アメリカ小売で進む「ミドルマイル」の効率化とフルフィルメント業務の自動化の最前線

アマゾン(Amazon.com)のスピーディな配送インフラに対抗するため、米小売市場では「ラストマイル配送の革新」に昨今スポットライトが当てられてきた。しかし最近になって、「ミドルマイルの革新」も重要課題として注目されはじめ、単なる配送のスピードアップだけでなく、物流全体に係るコストダウンをめざす動きも活発化している。主要企業の物流領域での取り組みをレポートする。
「ミドルマイル」が注目される理由
「ラストマイル」(あるいはラストワンマイル)は、小売業者の拠点(倉庫や店舗)から消費者の手に渡るまでのモノの移動を指す。対して「ミドルマイル」とはその前、つまり小売業者の倉庫や店舗間の移動を意味する。
ラストマイル配送はオペレーションが複雑なうえ、1配送当たりの積載量が小さいため、コストの大幅な削減は難しい。一方でミドルマイル配送は大量の商品を決まった拠点間で往復移動するルーチンワークであるため、コスト削減の余地がある。

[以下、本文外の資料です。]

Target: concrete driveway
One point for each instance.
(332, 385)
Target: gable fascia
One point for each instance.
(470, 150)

コロナをきっかけとした消費のECシフトの動きは、“ポストコロナ”の時代に移っても元に戻ることはないとみられているのは周知のとおりだ。ECの売上が増えれば増えるほど、ラストマイル・ミドルマイルにおける移動量も増え、すなわち物流コストの増加に直結する。そうしたなか、全体の配送コスト抑制の策として、手を入れやすいミドルマイル効率化のための取り組みに注目が集まっているのである。
ウォルマートは自動運転トラックの実験を拡大

米小売最大手のウォルマート(Walmart)は2019年7月から、ミドルマイルを対象とした無人自動運転車の開発企業、ガティック(Gatik)と提携し、本部を置くアーカンソー州ベントンヴィルで、ダークストアと店舗間(約2マイル=約3.2km)におけるテスト走行を開始した。万一の事故に備えて運転手も同乗し、7万回におよぶテストを実施。今年に入ってからは同じルートを完全無人かつ、複数の温度帯を管理できる自動運転ボックストラックに変えてテストを継続している。同時に、ルイジアナ州ニューオーリンズとメテリー間で、自動運転トラックが、店舗と店舗から20マイル(約32km)離れた場所にあるピックアップ拠点の間を無人配送する実験も始めている。
一方、提携先のガティックは昨年11月、シリーズAラウンドで2500万ドルの資金を獲得し、今年1月からカナダのスーパーマーケット(SM)大手、ロブロウ(Lob-laws)社とも自動運転による配送テストを開始。また4月1日には、いすゞ自動車の米国法人との協働で、完全無人の自動運転中型トラックの開発を行うと発表している。